To run the linter tools suite you may use pre-commit.
pip install pre-commit
pre-commit run -a
Tests
Unit tests
pip install tox
tox
To recreate tox virtual environment (e.g. a dependencies update), you may run tox -r
.
Run a single test module: tox -- <test_path>
Run a single test: tox -- <test_path>::<test_function>
The tests use a large file stored via Git-LFS. Make sure to run git-lfs pull
before running them.
Commands
As unit tests do not test everything, it is sometimes necessary to use DAN commands directly to test developments.
Dataset tokens command
The library already has all the documents needed to run the dataset tokens command on a minimalist dataset. In the tests/data
directory, you can run the following command and add any extra parameters you need:
teklia-dan dataset tokens entities.yml
Dataset download command
The library already has all the documents needed to run the dataset download command on a minimalist dataset. In the tests/data/extraction
directory, you can run the following command and add any extra parameters you need:
teklia-dan dataset download --output .
Dataset language-model command
The library already has all the documents needed to run the dataset language-model command on a minimalist dataset. In the tests/data/prediction
directory, you can run the following command and add any extra parameters you need:
teklia-dan dataset language-model --output . --subword-vocab-size 45
Dataset analyze command
The library already has all the documents needed to run the dataset analyze command on a minimalist dataset. In the tests/data/training/training_dataset
directory, you can run the following command and add any extra parameters you need:
teklia-dan dataset analyze --labels labels.json --output-file analyze.md
Training command
The library already has all the documents needed to run the training command on a minimalist dataset. You can use the configuration available at configs/tests.json
. It is already populated with the parameters used in the unit tests.
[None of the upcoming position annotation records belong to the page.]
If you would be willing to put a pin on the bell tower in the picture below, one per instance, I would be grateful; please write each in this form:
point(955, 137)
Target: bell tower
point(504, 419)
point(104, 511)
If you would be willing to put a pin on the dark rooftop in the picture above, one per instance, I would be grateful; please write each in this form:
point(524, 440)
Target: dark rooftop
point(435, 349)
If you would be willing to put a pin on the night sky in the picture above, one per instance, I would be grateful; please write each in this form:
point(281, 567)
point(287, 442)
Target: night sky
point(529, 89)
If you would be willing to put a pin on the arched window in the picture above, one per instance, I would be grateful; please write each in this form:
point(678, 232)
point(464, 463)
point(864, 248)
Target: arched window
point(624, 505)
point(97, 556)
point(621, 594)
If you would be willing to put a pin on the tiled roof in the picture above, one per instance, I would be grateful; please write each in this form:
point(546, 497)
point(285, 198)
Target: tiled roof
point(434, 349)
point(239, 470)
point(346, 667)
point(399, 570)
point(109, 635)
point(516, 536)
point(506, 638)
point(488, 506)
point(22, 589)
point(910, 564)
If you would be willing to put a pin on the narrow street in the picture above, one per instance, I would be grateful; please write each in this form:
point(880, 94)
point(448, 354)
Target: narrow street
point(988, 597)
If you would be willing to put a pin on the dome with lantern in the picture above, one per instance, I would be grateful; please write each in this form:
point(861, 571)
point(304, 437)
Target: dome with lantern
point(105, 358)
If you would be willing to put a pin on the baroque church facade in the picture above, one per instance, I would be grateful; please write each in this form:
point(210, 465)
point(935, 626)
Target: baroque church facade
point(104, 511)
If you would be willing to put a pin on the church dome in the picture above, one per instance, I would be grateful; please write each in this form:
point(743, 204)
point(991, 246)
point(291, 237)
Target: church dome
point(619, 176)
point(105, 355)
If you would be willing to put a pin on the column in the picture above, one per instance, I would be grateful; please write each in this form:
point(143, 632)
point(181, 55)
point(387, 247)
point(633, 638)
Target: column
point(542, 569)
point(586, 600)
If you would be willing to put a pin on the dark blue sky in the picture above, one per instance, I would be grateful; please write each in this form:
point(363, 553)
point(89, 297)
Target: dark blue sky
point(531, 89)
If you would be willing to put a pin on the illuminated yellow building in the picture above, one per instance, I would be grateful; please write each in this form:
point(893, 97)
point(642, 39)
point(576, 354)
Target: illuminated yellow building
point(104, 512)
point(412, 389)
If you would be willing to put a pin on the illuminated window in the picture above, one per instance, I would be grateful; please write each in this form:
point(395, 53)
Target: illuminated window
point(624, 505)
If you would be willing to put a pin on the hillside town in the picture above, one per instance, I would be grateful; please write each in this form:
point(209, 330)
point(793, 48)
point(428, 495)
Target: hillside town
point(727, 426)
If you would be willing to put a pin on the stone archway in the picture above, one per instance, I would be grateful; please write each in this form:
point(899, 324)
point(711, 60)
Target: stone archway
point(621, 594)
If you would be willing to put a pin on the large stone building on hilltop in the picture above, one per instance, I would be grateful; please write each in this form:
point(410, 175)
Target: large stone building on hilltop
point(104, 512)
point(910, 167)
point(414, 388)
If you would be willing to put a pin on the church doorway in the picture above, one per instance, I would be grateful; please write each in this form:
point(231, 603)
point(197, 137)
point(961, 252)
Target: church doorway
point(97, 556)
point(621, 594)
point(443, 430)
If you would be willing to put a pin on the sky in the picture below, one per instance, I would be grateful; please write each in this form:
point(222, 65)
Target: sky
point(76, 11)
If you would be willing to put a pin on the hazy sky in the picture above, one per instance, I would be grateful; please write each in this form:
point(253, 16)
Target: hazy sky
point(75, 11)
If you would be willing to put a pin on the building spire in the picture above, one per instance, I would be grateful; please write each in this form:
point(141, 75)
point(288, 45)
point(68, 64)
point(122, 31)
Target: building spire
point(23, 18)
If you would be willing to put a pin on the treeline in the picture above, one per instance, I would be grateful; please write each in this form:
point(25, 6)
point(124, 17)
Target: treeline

teklia-dan train --config configs/tests.json
Evaluation command
The library already has all the documents needed to run the evaluation command on a minimalist dataset. You can use the configuration available at configs/eval.json
. It is already populated with the parameters used in the unit tests.
teklia-dan evaluate --config configs/eval.json
Predict command
The library already has all the documents needed to run the predict command with a minimalist model. In the tests/data/prediction
directory, you can run the following command and add any extra parameters you need:
teklia-dan predict \
--image-dir images/ \
--image-extension png \
--model . \
--output /tmp/dan-predict
Convert command
If you want to evaluate a NER models with you own scripts, you can convert DAN’s predictions in BIO format, using the convert command.
teklia-dan convert /tmp/dan-predict --tokens tokens.yml --output /tmp/dan-convert
Documentation
This documentation is written in AsciiDoc and generated by Antora.
Setup
Install the needed dependencies through:
npm install
Build the documentation using make antora
. You can then write in AsciiDoc in the relevant docs/*.adoc
files, and see output on file:///path/to/the/repo/public/index.html
.